Clark: But the goal of Dr. King is full equality --
Malcolm X: No.
Clark: ... and full rights of citizenship for Negroes.
Malcolm X: The goal of Dr. Martin Luther King is to give Negroes a chance to sit in a segregated restaurant beside the same white man who had brutalized them for 400 years. The goal of Dr. Martin Luther King is to get Negroes to forgive the people who have brutalized them for 400 years by lulling them to sleep, and making them forgetting what those whites have done to them. But the masses of black people in America today don't go for what Martin Luther King is putting down. As you said in one of your articles, it's psychologically insecure, or something of that sort -- I forget how you put it. But you didn't endorse what Martin Luther King was doing yourself.

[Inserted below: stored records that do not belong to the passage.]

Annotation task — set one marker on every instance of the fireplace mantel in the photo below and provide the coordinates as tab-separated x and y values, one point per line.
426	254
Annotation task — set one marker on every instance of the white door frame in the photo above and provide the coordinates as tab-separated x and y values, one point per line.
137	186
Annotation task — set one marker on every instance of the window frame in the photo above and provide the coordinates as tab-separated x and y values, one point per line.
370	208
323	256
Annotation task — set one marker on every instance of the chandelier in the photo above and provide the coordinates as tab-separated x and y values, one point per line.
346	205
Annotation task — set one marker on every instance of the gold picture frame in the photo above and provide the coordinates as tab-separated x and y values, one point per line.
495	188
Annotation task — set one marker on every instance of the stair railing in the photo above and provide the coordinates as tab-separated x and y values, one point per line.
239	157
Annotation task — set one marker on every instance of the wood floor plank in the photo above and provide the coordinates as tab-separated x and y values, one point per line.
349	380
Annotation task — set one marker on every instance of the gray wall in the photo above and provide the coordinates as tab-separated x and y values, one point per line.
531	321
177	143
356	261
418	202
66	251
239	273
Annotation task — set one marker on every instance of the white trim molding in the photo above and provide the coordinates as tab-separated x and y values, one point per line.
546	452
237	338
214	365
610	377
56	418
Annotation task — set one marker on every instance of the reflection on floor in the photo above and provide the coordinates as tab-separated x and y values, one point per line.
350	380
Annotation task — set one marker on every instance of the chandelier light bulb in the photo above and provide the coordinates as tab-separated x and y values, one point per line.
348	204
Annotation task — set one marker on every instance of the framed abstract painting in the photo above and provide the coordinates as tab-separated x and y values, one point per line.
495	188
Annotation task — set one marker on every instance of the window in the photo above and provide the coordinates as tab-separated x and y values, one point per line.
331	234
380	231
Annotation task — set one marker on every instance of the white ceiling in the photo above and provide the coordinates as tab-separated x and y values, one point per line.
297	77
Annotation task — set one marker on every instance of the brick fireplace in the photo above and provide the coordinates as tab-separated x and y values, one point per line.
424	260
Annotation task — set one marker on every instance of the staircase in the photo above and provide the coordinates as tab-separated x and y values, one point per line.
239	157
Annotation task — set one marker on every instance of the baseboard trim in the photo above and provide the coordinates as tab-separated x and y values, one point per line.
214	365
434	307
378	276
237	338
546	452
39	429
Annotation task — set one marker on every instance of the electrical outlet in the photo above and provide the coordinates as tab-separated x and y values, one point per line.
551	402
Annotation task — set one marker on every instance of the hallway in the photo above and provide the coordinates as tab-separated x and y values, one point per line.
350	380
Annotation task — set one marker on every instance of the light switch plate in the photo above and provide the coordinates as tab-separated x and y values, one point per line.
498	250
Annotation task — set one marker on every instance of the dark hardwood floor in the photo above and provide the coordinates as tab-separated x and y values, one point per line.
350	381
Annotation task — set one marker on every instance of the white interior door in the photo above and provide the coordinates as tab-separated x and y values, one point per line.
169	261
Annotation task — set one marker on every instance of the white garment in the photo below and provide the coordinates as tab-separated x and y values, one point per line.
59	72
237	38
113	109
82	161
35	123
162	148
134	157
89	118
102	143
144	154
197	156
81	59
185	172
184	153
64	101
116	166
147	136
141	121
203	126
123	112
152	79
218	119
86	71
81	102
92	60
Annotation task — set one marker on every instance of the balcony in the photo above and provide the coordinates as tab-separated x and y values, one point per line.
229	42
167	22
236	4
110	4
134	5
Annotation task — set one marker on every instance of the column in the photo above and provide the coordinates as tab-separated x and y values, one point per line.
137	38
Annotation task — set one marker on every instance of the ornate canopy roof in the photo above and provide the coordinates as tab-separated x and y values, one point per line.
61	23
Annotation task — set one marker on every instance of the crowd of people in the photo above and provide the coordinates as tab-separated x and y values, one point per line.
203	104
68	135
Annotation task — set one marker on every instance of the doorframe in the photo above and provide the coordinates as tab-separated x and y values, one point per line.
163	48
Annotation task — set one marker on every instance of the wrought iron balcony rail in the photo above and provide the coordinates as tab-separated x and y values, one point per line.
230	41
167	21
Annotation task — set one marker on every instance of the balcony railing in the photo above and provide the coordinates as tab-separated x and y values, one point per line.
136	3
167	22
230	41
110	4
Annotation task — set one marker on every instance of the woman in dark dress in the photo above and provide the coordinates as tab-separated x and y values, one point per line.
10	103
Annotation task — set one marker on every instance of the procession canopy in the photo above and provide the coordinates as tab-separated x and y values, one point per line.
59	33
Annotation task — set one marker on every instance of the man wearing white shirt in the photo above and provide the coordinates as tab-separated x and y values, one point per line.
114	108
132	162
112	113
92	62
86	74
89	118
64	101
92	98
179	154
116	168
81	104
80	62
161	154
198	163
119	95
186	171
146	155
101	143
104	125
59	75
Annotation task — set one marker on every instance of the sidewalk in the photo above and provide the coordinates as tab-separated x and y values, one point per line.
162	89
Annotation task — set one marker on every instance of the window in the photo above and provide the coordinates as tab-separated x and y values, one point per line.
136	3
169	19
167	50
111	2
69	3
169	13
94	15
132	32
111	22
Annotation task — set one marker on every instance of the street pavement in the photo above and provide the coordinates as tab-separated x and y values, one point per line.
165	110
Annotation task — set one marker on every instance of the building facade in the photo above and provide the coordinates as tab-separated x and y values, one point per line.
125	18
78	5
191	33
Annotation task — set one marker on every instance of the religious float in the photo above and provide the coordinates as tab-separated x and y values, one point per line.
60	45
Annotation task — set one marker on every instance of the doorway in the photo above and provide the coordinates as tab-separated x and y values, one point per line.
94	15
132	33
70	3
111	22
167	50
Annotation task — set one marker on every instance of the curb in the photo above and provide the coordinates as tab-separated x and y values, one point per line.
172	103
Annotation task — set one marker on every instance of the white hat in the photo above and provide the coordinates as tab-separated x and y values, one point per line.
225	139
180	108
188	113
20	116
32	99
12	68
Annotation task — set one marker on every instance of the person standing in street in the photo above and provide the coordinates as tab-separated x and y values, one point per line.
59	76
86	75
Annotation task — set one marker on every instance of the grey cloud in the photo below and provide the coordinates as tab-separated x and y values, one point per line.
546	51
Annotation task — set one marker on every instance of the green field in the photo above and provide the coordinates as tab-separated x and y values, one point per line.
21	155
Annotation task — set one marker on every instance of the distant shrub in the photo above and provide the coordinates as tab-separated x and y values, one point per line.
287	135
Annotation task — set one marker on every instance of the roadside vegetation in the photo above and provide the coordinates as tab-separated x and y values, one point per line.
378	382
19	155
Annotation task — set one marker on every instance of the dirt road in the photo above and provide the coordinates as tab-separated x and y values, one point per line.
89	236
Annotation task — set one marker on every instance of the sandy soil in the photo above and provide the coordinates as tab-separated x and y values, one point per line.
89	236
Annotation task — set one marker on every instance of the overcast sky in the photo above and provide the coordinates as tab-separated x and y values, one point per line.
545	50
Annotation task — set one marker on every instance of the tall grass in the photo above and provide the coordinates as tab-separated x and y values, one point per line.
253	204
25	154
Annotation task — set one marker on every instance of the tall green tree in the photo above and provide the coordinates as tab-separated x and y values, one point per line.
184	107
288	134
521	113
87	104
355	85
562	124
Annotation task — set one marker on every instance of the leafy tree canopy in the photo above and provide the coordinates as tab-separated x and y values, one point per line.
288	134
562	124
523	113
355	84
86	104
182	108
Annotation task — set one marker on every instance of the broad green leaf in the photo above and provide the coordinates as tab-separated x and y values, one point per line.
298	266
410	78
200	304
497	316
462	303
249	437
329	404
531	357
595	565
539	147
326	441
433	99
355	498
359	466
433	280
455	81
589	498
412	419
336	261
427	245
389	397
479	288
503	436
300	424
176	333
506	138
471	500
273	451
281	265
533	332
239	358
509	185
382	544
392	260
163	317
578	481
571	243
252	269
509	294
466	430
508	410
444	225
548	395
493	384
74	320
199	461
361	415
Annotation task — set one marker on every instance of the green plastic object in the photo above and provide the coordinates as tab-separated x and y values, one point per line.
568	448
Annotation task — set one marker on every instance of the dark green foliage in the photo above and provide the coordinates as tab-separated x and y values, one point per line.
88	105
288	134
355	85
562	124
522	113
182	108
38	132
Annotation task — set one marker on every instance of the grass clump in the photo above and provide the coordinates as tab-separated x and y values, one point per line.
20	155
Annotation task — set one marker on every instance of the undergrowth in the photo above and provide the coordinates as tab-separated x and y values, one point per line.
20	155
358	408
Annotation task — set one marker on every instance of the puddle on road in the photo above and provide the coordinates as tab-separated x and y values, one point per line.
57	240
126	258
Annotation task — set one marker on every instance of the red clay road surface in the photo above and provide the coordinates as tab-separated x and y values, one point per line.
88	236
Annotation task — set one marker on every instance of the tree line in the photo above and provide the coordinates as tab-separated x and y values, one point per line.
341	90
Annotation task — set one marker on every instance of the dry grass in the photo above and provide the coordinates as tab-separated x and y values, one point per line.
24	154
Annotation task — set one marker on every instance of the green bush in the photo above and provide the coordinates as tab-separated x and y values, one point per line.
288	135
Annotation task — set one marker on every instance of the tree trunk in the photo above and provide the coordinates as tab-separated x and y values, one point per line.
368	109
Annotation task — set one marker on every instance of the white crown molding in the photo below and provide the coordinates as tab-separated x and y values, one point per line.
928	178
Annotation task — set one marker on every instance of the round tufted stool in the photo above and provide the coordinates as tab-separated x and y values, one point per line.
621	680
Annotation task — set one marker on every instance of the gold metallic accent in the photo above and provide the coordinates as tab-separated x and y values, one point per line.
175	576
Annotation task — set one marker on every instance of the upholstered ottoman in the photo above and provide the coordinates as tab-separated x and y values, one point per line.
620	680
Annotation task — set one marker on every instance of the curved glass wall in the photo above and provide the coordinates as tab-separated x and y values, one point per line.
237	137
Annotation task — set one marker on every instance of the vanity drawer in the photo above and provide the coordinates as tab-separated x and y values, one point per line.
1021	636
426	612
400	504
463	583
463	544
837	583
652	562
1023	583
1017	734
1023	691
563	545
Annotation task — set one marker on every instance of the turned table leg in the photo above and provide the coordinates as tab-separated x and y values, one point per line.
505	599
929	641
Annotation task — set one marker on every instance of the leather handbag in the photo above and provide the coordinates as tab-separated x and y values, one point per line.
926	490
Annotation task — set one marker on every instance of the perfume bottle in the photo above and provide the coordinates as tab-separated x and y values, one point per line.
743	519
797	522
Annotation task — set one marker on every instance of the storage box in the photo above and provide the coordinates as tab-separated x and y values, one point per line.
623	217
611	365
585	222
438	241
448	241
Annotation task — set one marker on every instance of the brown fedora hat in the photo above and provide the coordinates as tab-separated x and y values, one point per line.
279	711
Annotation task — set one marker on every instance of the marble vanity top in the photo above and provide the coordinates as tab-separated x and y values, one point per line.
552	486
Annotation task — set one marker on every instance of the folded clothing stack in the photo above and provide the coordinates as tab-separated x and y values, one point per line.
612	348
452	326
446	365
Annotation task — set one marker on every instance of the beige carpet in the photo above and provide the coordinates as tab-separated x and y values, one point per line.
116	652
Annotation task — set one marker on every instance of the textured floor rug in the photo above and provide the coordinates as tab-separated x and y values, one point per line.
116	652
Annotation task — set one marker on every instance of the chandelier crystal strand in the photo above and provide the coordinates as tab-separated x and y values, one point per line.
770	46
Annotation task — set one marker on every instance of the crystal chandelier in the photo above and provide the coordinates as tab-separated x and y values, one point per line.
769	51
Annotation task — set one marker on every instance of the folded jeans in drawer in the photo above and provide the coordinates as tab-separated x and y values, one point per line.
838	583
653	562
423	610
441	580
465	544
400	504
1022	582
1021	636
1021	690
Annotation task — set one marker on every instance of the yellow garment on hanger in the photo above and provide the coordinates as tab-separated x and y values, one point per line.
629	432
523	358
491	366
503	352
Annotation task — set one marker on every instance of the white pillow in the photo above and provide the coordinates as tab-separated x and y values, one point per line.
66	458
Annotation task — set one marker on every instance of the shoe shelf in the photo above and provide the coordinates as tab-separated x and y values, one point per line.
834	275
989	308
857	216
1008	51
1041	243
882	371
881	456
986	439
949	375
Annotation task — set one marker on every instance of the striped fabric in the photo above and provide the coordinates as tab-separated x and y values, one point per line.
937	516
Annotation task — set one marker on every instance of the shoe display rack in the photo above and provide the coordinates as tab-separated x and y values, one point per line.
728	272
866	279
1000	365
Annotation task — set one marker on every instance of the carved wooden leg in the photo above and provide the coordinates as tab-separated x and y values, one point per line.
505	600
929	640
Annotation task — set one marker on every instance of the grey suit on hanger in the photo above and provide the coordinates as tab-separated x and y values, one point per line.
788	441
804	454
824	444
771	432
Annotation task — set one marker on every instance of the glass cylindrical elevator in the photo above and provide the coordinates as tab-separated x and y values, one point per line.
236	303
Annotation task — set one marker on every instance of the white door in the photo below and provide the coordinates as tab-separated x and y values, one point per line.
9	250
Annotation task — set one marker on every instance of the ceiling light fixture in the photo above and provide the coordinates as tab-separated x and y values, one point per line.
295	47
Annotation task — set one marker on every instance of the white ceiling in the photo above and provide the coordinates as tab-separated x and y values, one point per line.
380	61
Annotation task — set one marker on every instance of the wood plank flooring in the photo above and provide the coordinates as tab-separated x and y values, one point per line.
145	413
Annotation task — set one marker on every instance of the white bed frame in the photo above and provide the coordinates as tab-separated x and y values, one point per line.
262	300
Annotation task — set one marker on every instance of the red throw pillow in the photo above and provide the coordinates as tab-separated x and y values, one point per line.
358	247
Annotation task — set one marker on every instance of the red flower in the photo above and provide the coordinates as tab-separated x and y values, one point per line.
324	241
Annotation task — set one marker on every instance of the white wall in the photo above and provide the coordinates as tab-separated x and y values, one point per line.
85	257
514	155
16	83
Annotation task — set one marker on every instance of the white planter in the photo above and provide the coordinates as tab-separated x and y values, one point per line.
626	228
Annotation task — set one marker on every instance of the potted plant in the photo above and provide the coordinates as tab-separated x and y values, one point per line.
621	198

Clark: I do not reject his goals, of full integration and full equality rights for American citizens. Do you reject these goals?
Malcolm X: If you don't think that he's walking on the right road, I'm quite sure that you don't agree that he'll get to the right place. And if you would classify his method as "psychologically unrealistic" -- I think that if a man's method is psychologically unrealistic, which means that the road or the means or the method that he's using, I think that, as a psychologist, you'd be very doubtful that he would reach the right goals.
Clark: There is one correction, Mr. Malcolm, that I'd like to make here. In that same piece that you're quoting from, I said that he -- his methods are effective. His philosophy, of love, of the oppressor, I thought was psychologically burdensome.